Terraform Configuration (load_balancer.tf):
resource "oci_load_balancer_load_balancer" "ha_lb" {
compartment_id = "<compartment_ocid>"
display_name = "HA-Load-Balancer"
shape = "100Mbps"
subnet_ids = [
oci_core_subnet.subnet1.id,
oci_core_subnet.subnet2.id
]
backend_sets {
name = "backend-set-1"
backends {
ip_address = oci_core_instance.instance1.private_ip
port = 80
}
backends {
ip_address = oci_core_instance.instance2.private_ip
port = 80
}
policy = "ROUND_ROBIN"
health_checker {
port = 80
protocol = "HTTP"
url_path = "/health"
retries = 3
timeout_in_seconds = 10
interval_in_seconds = 5
}
}
}
resource "oci_load_balancer_listener" "ha_listener" {
load_balancer_id = oci_load_balancer_load_balancer.ha_lb.id
name = "http-listener"
default_backend_set_name = "backend-set-1"
port = 80
protocol = "HTTP"
}
Step 4: Set Up Health Checks for High Availability
Health checks are critical to ensure that the load balancer sends traffic only to healthy instances. The health check configuration is included in the backend set definition above, but you can customize it as needed.
Step 5: Testing and Validation
Once all resources are provisioned, test the HA architecture:
Verify Load Balancer Health: Ensure that the backend instances are marked as healthy by checking the load balancer’s health checks.

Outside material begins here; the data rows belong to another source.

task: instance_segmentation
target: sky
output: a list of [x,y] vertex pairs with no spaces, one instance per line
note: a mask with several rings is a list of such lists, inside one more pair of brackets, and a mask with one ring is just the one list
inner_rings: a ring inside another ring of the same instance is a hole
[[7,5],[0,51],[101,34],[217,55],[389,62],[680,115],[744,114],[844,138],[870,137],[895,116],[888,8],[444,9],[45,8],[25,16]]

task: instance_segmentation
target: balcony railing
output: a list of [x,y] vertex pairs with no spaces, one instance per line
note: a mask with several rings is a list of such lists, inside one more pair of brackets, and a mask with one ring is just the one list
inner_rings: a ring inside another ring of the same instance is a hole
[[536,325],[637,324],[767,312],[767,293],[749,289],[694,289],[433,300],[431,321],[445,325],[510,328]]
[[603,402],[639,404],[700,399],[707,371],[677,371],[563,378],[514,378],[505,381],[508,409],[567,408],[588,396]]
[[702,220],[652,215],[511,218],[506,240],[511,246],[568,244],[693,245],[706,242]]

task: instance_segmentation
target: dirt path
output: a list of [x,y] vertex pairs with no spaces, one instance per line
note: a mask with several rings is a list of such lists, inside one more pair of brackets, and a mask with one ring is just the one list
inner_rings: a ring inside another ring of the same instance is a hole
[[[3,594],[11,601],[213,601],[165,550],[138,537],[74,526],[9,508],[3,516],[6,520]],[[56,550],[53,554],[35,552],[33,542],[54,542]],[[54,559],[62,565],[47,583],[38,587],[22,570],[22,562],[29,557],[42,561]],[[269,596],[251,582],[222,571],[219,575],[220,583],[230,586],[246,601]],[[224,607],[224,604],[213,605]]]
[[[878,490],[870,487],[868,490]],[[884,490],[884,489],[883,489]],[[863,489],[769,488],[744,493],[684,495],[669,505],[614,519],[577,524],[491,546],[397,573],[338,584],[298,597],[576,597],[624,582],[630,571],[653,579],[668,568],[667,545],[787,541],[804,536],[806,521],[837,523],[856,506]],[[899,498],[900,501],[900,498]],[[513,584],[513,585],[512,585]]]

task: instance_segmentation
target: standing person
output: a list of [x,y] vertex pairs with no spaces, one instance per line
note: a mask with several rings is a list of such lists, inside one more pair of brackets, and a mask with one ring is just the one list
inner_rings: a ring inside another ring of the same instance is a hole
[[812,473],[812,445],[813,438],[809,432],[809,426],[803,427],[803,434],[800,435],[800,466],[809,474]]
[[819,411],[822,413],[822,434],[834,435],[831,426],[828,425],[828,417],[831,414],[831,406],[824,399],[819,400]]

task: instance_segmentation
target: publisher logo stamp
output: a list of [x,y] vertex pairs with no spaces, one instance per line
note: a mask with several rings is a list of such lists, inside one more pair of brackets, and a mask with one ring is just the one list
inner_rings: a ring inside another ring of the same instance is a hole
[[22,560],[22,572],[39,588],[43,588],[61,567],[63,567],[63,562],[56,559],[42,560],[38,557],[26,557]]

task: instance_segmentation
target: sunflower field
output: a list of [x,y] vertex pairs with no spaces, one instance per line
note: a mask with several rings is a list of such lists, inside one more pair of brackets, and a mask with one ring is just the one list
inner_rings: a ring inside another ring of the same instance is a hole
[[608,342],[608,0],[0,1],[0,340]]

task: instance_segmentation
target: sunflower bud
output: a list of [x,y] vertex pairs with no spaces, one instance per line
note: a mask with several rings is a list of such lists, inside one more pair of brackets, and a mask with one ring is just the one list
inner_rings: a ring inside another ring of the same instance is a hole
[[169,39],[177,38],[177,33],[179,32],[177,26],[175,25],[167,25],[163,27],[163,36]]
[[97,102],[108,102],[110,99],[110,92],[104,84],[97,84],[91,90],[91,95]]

oci load-balancer backend-set get --load-balancer-id <load_balancer_id> --name backend-set-1
- Access the Application: Test accessing your application through the Load Balancer’s public IP. The Load Balancer should evenly distribute traffic across the two compute instances.
- Failover Testing: Manually shut down one of the instances to verify that the Load Balancer reroutes traffic to the other instance.